Information gained from this survey and review has formed the basis of an ongoing effort to develop a statistical model and database which will predict corrosion susceptibility. TCPL intends to use the prioritized list of corrosion susceptibilities developed by the model and database as the basis for scheduling in-line metal loss inspection surveys.

TCPL's 1995 Pipeline Maintenance Program (PMP) contains the requirement that the two most populated mainline valve sections identified in this survey and review will be inspected using an in-line high-resolution metal loss device.

4.1.2 Cathodic Protection Rectifiers

TCPL has implemented a remote monitoring system for some rectifiers to immediately identify malfunctions and reduce rectifier down time. The system is being developed in conjunction with scheduled upgrading work on the Supervisory Control and Data Acquisition System (SCADA).

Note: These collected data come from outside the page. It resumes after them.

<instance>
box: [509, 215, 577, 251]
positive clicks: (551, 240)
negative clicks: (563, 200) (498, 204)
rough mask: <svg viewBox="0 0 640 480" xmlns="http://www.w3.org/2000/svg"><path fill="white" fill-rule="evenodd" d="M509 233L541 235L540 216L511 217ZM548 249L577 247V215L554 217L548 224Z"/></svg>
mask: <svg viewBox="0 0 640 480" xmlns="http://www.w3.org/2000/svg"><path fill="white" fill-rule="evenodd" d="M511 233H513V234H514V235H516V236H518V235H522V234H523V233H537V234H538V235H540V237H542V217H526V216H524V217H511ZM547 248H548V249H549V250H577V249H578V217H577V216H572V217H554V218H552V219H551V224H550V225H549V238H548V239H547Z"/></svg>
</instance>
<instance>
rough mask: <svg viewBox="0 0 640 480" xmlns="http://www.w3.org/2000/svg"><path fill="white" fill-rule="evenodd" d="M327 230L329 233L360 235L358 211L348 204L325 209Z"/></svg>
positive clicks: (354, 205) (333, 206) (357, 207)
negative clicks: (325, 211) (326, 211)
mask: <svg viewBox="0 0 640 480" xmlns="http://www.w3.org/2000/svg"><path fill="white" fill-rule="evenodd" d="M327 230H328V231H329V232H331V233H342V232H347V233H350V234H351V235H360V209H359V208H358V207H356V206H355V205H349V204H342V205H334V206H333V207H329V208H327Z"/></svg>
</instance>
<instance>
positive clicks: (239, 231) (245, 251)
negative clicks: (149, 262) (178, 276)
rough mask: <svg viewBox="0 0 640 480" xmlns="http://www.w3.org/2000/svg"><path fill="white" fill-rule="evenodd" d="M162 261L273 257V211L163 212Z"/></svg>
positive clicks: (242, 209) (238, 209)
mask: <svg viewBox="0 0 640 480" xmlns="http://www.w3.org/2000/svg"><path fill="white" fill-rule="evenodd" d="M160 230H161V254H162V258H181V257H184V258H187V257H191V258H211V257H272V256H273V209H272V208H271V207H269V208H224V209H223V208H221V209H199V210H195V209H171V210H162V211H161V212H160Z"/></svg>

4.1.3 Gradient Survey Technique

As a means of detecting anomalies or deficiencies in the external coating of its pipeline system, TCPL has experimented with a new gradient survey technique as part of its normal maintenance program. This technique has been used in areas where the pipeline is buried in rock, coated with an asphalt exterior coating, and an in-line metal loss survey has identified zones of corrosion. Unless technological advances are made in this technique, TCPL does not intend to use it in similar environments.

This report concludes the Transportation Safety Board's investigation into this occurrence. Consequently, the Board, consisting of Chairperson, John W. Stants, and members Zita Brunet and Hugh MacNeil, authorized the release of this report on 17 July 1995.